China’s Sporting Spirit
Beijing, the city where I live and work, is now in a period of frantic preparation for the opening of the Olympic Games on August 8. Perhaps because almost all sports bore me to tears, I look at the Olympics as a period of temporary madness that humans go through at precise four-year intervals, not unlike a U.S. election campaign. I can only agree with George Orwell, who in his essay “The Sporting Spirit” seemed baffled by
…nations who work themselves into furies over these absurd contests, and seriously believe – at any rate for short periods – that running, jumping and kicking a ball are tests of national virtue.

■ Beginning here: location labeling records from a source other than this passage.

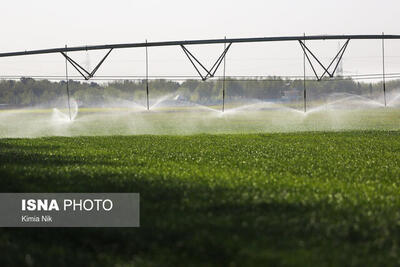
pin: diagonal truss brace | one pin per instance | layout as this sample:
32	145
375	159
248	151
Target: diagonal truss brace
82	71
209	72
338	57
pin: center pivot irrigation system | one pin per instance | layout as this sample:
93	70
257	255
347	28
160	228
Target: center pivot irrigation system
205	73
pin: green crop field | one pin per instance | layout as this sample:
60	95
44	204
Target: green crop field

China has worked itself not so much into a fury as into a lather of anticipation. In recent weeks, various Olympic-themed decorations have appeared (see photo), new subway lines have opened, and the informal streetside economy of pedlars and vegetable-sellers has been sharply curtailed. Canadians who visit Beijing for the Olympics will find a city that is tidier and more user-friendly than the one I’ve come to know since I moved here last October, but the bustling spontaneity of the place has suffered slightly as a result.
It’s easy to understand why Beijing is taking its role as host so seriously. This is China’s great chance to impress the world, following a long period of relative isolation. Equally, many activists in the west make no secret of their desire to spoil China’s party with disruptive protests. Some world leaders have been publicly agonising over whether or not to attend the opening ceremonies, balancing worries over Tibet and Darfur against friendship with China. (Stephen Harper will not be going, but then, Canadian Prime Ministers traditionally do not attend anyway.)
In my opinion, all the criticism is beginning to sound a bit mean-spirited. Of course there are areas of friction, but they should not overshadow China’s recent accomplishments. In the past 150 years, China has experienced extremes of brutality, humiliation and deprivation that would be difficult for many Canadians to imagine. To have risen above these historical vicissitudes to become an economic powerhouse with a credible space program is a spectacular achievement. In September we can go back to geopolitics as usual, but meanwhile China deserves a round of sincere and uncritical applause. The Olympics, trivial as they may seem to curmudgeons like myself, are an appropriate occasion.